Kevin O’Leary of Shark Tank fame tells a fascinating story of his mother’s passing and the drama that ensued. After her husband died tragically at a relatively young age, Georgette O’Leary raised her son Kevin as a single mom and working professional. She was not wealthy, but she was a woman of taste, who sounds like the original gangster when it comes to building an investment wardrobe. Each year, she purchased exactly two Chanel suits. She would save up for six months to buy the first and then another six months to buy the second. After doing this for decades, she had quietly accumulated a one-of-a-kind couture time capsule by the time of her death. With Kevin named as the executor of his mother’s estate, he was left as the unfortunate mediator between the women in the family vying to become the lucky heiress of Georgette’s priceless Chanel collection (and, no doubt, the envy of all her friends and acquaintances).
This story has stayed with me for some time, possibly because I too dream of building such a wardrobe over time, but also because it, and stories like it, seem to strike a note in my mind. It reminds me of the time Ivanka Trump wore her mother’s gown to an event, channeling Ivana’s distinct style. Regardless of anyone’s political thoughts, there is something unique about wearing a gown owned by an ancestor. Not only because it is rare to have something so well-made it can last decades and still be wearable, but also because the things we own today are so disposable to us.
And this chord is broader than clothing. A similarly potent emotion arises when I pull out my great grandmother’s 120-year-old china set. The set itself isn’t worth any significant amount of money. Regardless, I have found there is innate value in knowing four generations of women in my family have served their family meals on it, carefully washed it by hand, and cringed as their children chipped it against the hard countertop, just as I have done. They are the dishes I reach for when hosting our Thanksgiving dinner, not because they are the most beautiful, but because they serve as a rare, almost spiritual reminder of women long since gone whose hands touched these same plates.
I am aware not everyone is lucky enough to have a grandmother with a closet stuffed full of vintage Chanel (a category to which I begrudgingly belong), but in an age where we have access to almost everything created, there is something beautiful about limiting our possessions to the things we truly love, things which may endure longer than we do. While subscriptions let us listen to more music than we can possibly get to in a lifetime, there is beauty found in a father’s favorite CD collection, a collection built over decades and composed of songs you grew up dancing to in the living room. Or the hardback edition of Pride & Prejudice where you first fell in love with Mr. Darcy and dog-eared page 186 after going back countless times to read your favorite quote.
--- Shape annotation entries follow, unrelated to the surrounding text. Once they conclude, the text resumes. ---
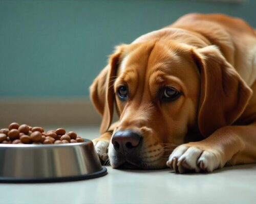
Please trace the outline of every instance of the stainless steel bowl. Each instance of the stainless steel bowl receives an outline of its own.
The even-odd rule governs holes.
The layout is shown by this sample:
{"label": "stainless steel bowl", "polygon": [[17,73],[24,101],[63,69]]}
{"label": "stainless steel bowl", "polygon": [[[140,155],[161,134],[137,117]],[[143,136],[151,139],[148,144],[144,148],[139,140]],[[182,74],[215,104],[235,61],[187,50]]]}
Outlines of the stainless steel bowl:
{"label": "stainless steel bowl", "polygon": [[0,182],[51,182],[106,174],[93,142],[58,144],[0,144]]}

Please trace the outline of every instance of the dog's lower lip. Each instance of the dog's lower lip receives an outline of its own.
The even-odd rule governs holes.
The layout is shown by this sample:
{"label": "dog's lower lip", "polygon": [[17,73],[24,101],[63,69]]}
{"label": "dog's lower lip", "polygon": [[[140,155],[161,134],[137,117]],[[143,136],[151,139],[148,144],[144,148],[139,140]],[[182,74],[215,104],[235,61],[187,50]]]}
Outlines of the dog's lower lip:
{"label": "dog's lower lip", "polygon": [[122,163],[119,167],[119,168],[124,168],[124,169],[138,169],[140,168],[135,165],[133,164],[131,164],[130,162],[126,161],[125,162]]}

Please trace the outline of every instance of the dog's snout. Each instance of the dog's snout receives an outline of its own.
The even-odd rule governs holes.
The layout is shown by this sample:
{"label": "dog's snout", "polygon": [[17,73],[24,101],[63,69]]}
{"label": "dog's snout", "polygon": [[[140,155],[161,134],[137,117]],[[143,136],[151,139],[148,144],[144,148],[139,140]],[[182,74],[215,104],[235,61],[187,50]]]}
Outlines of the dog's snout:
{"label": "dog's snout", "polygon": [[132,131],[120,131],[113,136],[112,142],[115,149],[120,153],[129,153],[139,146],[141,137]]}

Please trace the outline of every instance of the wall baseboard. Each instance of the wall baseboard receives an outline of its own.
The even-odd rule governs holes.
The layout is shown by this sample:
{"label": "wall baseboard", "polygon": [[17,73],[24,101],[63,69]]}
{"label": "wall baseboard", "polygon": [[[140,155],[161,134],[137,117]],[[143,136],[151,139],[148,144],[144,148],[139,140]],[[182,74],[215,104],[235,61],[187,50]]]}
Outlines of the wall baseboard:
{"label": "wall baseboard", "polygon": [[101,120],[89,99],[0,99],[1,128],[14,121],[32,126],[95,126]]}

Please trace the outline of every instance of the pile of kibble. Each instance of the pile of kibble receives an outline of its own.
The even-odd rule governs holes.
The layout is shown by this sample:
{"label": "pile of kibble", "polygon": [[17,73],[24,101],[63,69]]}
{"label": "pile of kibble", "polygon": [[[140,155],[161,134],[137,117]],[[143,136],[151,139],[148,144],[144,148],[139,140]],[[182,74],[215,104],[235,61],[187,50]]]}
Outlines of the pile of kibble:
{"label": "pile of kibble", "polygon": [[8,129],[0,130],[2,144],[63,144],[84,141],[75,132],[71,131],[66,134],[63,128],[45,132],[41,127],[20,125],[13,122]]}

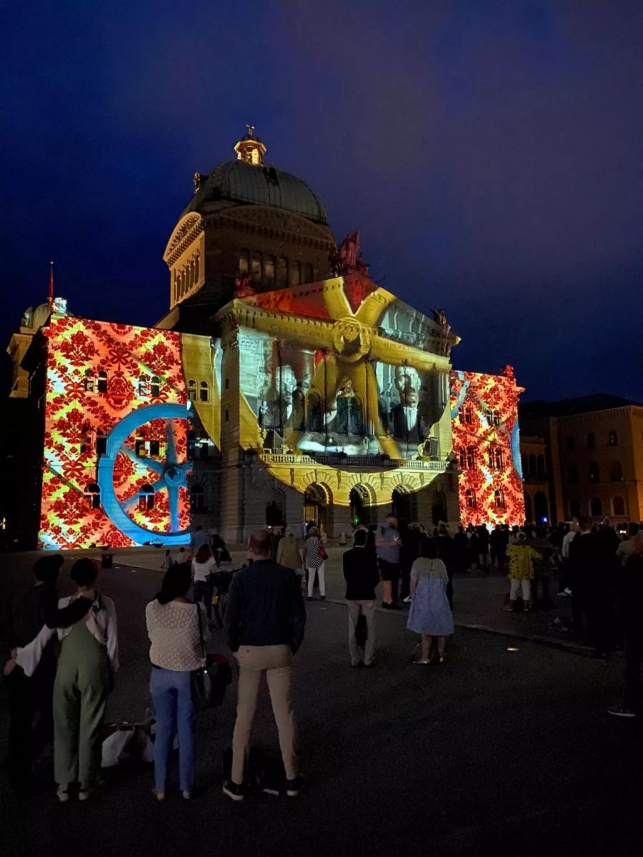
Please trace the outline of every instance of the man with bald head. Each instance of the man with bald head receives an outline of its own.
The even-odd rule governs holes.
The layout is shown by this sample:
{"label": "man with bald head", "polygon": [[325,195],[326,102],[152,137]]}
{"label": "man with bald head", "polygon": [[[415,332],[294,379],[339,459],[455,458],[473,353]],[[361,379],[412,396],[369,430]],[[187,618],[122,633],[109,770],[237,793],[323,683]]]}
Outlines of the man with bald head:
{"label": "man with bald head", "polygon": [[301,780],[295,759],[291,701],[292,656],[303,639],[306,611],[297,573],[270,559],[270,533],[255,530],[248,544],[252,564],[232,578],[225,636],[239,664],[239,696],[232,736],[232,770],[223,790],[243,800],[243,772],[257,694],[265,675],[281,747],[286,794],[295,797]]}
As someone who is not generally sentimental over things, it is a unique position to be writing about possessions having inherent value beyond their market price. Perhaps my daughter’s unexpected question about whether or not she will get to wear my clothes when she gets older has planted a tender seed in the hostile ground of my economics-degree-and-spreadsheet-loving heart. No matter the cause, it has me considering what my physical legacy can and should be.
Do I think I’m going to start buying a Chanel suit every six months? Hard pass on the pink tweed. And I have no desire to leave behind a house full of things which feel more like a burden than a blessing. I think of my sweet grandmother, who kept forty-eight pink glass goblets tucked carefully in her curio, twelve for each of her children to take when they married. No one took them. No one wanted them. They sat, untouched and dusty, for forty years before being sold off at an estate sale. However, we all kept a canvas or two of the oil paintings she labored over but never felt were "quite good enough" to hang.
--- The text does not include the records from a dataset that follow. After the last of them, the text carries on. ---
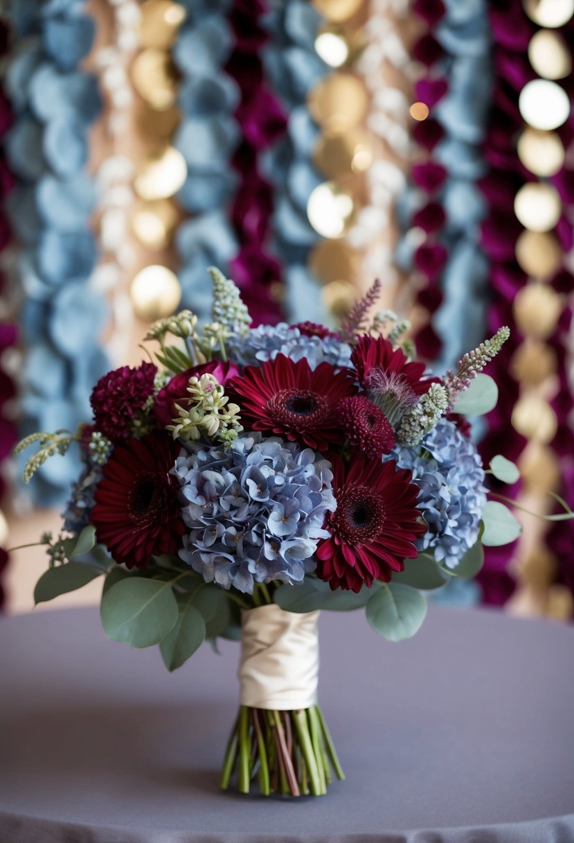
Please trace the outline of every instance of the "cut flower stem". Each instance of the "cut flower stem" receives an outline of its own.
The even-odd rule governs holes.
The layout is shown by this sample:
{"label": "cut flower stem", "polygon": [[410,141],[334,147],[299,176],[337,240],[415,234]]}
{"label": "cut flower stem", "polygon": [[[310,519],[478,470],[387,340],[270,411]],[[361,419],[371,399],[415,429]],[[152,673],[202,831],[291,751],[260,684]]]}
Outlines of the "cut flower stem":
{"label": "cut flower stem", "polygon": [[262,796],[323,796],[332,773],[344,779],[318,706],[294,711],[241,706],[223,761],[223,790],[236,770],[240,793],[249,793],[257,780]]}

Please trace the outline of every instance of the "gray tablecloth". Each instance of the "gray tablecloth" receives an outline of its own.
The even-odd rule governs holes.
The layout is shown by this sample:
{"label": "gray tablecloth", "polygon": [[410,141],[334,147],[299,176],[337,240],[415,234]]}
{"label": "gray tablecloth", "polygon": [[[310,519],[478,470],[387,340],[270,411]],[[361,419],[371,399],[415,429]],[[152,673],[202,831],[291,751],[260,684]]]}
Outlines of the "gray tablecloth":
{"label": "gray tablecloth", "polygon": [[324,613],[321,701],[347,781],[218,790],[237,645],[170,675],[95,609],[0,621],[0,843],[573,843],[574,629],[432,609],[390,644]]}

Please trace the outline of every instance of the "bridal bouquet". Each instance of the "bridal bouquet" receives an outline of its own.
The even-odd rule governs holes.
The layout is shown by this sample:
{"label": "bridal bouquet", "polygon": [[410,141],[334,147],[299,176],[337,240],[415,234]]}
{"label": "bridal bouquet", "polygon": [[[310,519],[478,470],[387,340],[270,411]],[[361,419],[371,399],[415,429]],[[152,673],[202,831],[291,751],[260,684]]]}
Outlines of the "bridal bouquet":
{"label": "bridal bouquet", "polygon": [[[472,577],[483,544],[518,523],[486,500],[465,414],[496,403],[481,369],[508,336],[441,379],[413,360],[406,323],[370,315],[377,282],[343,320],[260,325],[210,271],[213,321],[155,324],[156,362],[109,372],[93,417],[35,433],[24,480],[72,443],[83,470],[62,534],[42,537],[49,600],[102,576],[107,635],[158,644],[169,670],[205,641],[242,642],[240,707],[221,785],[299,796],[343,772],[316,700],[319,610],[364,608],[399,641],[424,620],[423,592]],[[496,457],[487,470],[513,481]]]}

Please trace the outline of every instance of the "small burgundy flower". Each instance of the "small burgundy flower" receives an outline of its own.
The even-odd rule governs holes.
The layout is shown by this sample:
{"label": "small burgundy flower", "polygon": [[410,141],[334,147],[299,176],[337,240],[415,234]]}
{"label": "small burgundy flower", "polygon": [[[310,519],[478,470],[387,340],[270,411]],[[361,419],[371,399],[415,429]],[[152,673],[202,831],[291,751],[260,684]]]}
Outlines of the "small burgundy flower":
{"label": "small burgundy flower", "polygon": [[438,202],[428,202],[412,217],[412,224],[423,228],[428,234],[438,231],[445,222],[444,208]]}
{"label": "small burgundy flower", "polygon": [[186,392],[189,379],[200,378],[202,374],[212,374],[221,386],[225,386],[228,380],[239,374],[239,368],[228,360],[221,362],[221,360],[211,360],[208,363],[201,363],[173,375],[172,379],[162,387],[156,395],[153,405],[153,415],[158,427],[165,427],[171,424],[178,415],[178,411],[174,405],[181,405],[182,401],[189,397]]}
{"label": "small burgundy flower", "polygon": [[411,170],[412,180],[418,186],[432,193],[437,191],[444,182],[447,176],[446,168],[436,161],[426,161],[416,164]]}
{"label": "small burgundy flower", "polygon": [[318,322],[296,322],[295,325],[290,325],[290,327],[299,328],[301,336],[318,336],[322,340],[324,340],[327,336],[332,336],[335,340],[341,339],[338,334],[336,334],[333,330],[329,330],[324,325],[319,325]]}
{"label": "small burgundy flower", "polygon": [[438,120],[427,117],[426,120],[418,121],[412,126],[412,137],[419,146],[432,152],[437,143],[444,137],[444,129]]}
{"label": "small burgundy flower", "polygon": [[311,370],[278,354],[261,368],[247,366],[230,382],[241,407],[242,423],[252,430],[284,436],[316,450],[343,440],[337,405],[357,389],[344,372],[327,362]]}
{"label": "small burgundy flower", "polygon": [[438,41],[429,32],[423,35],[412,48],[413,56],[428,67],[438,62],[444,53]]}
{"label": "small burgundy flower", "polygon": [[423,395],[436,379],[425,378],[425,364],[409,361],[401,348],[393,348],[392,343],[384,336],[359,337],[353,349],[351,362],[357,370],[359,383],[369,389],[380,375],[395,381],[404,382],[415,396]]}
{"label": "small burgundy flower", "polygon": [[170,471],[180,446],[165,433],[116,445],[104,466],[91,520],[116,562],[145,568],[153,556],[177,553],[185,527]]}
{"label": "small burgundy flower", "polygon": [[133,435],[133,421],[153,393],[157,369],[143,362],[122,366],[100,378],[90,396],[94,426],[112,442]]}
{"label": "small burgundy flower", "polygon": [[331,534],[317,547],[317,576],[332,589],[360,591],[374,580],[388,583],[417,555],[414,542],[424,533],[417,509],[418,486],[406,469],[390,459],[359,458],[345,468],[333,462],[337,509],[329,514]]}
{"label": "small burgundy flower", "polygon": [[341,422],[349,443],[368,457],[380,459],[396,444],[386,416],[364,395],[343,398],[339,404]]}
{"label": "small burgundy flower", "polygon": [[433,108],[446,95],[449,83],[446,79],[419,79],[415,85],[415,96],[420,102],[426,103],[428,108]]}

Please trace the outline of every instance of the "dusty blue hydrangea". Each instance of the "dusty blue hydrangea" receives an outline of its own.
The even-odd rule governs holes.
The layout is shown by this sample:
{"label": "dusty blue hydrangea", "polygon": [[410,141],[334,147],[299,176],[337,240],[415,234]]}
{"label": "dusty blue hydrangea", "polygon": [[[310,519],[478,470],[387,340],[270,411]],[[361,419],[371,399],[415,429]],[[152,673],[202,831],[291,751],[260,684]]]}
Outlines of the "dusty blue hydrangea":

So if not Chanel, what are the heirlooms I can give my children over the next few decades? What are the things I will build, use, and love; things I would be proud to pass down?
A few weeks ago, I was speaking with a marketing firm, and they asked if my ultimate goal was to scale Martindale and sell it to private equity. I recoiled. Partly because private equity has a way of stripping the soul out of the things it touches, but mostly because I carry a quieter vision, one I’ve almost been afraid to acknowledge. It sits silently in the corner of my mind, and I fear if I say its name, it will vanish into vapor.
A vision of building something that endures. Something my children might one day choose to step into. A legacy they could see me in long after I’m gone. Something I poured myself into, cried over, spoke about with love, and slowly, thoughtfully, shared with them over time.
I’m also aware that a parent’s dream can easily become a child’s burden. I won’t force my children to love design or fashion. But I can show them what I love. I can invite them into it.
And in building something with care, I can give it a kind of value that goes far beyond a price tag or a revenue multiplier, something shaped by memory, by effort, by meaning. Something that, if I’ve done it well, might endure long after I do.